Our bodies tick to two clocks. One clock is ruled by the Sun, and generally known as the Circadian Rhythm. The other clock, regulated by a gaggle of nerve cells in the brain called the suprachiasmatic nucleus (SCN), is called the Sleep/Wake Homeostat.
When we’ve been awake for a long period of time, Sleep/Wake Homeostasis tells us that a “need for sleep” is accumulating and we’d better get some shut-eye. This regulatory apparatus also helps us maintain enough sleep throughout the night to compensate for the number of hours we were awake.
If Sleep/Wake Homeostasis were our only clock, we would awake from a sound sleep fully rested, restored and alert, but as the day progressed, we would get more and more fatigued, like a battery steadily running out of power. However, as you know, that’s not what happens. Energy-wise, we experience ups-and-downs throughout the day, and this is due to the counter-acting force of our other clock, the one commonly referred to as the Circadian Rhythm.
The Circadian Rhythm is a 24-hour cycle that effects organisms as varied as humans, fruit flies and fungi. The Circadian Rhythm dips and rises at different times of the day. For adult humans, the strongest sleep drive generally occurs between 2-4AM, and in the afternoon between 1-3PM, although this varies depending on whether you’re an “early bird” or a “night owl.” The sleepiness we experience during these Circadian dips will be less intense if we’ve had sufficient sleep, and more intense if we’re sleep deprived. The Circadian Rhythm also causes us to feel more alert at certain points of the day, even if we have been awake for hours and our Sleep/Wake Homeostasis is signaling us to be sleepy.

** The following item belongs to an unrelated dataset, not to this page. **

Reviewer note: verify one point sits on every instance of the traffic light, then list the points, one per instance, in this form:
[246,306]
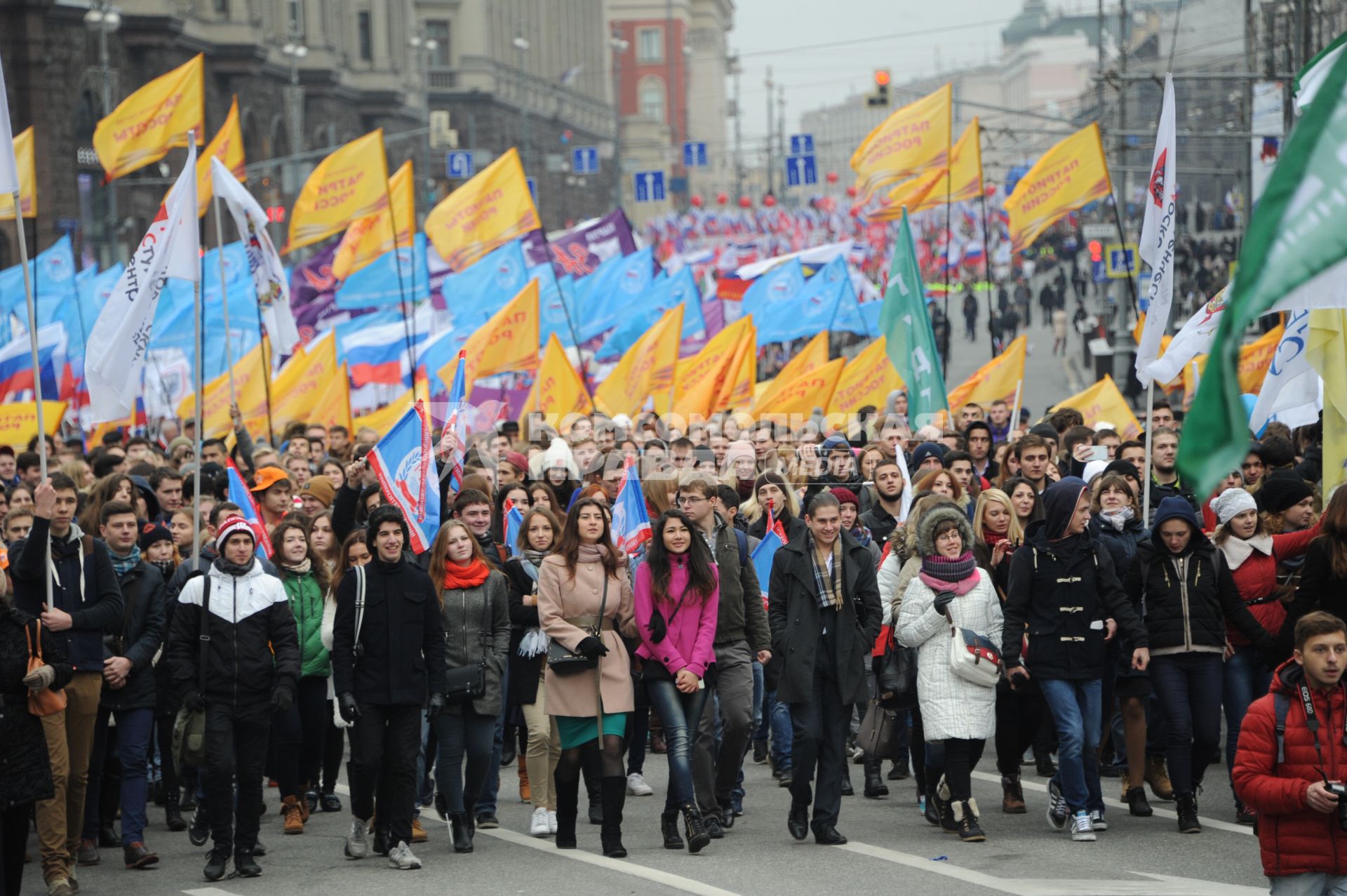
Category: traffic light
[881,89]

These two systems usually counterbalance each other. However, because they operate independently, they can become misaligned. Circadian disruptionssuch as jet lag put us in conflict with our natural sleep patterns, since the shift in time and light cues on the brain forces the body to alter its normal pattern to adjust. But these symptoms can also occur in everyday life, when the Circadian Rhythm is disrupted by keeping long or irregular hours. That’s why it’s important to keep a regular sleep schedule — so our two clocks will beat as one.
The Sleep/Wake Homeostasis (SNC) is also influenced by light and darkness. The SCN is located just above the optic nerves. In the morning, light travels from the optic nerves to the SCN, signaling the internal clock that it is time to be awake. The SCN signals to other parts of the brain that control hormones, body temperature and other functions that play a role in making us feel sleepy or awake. When there is less light, like after sunset, the SCN directs the brain to produce more melatonin, a hormone that makes you sleepy. This why reading from a Kindle, iPad or tablet in bed at night can generate wakefulness, while reading a paper-based book generally allows fatigue to set in more quickly.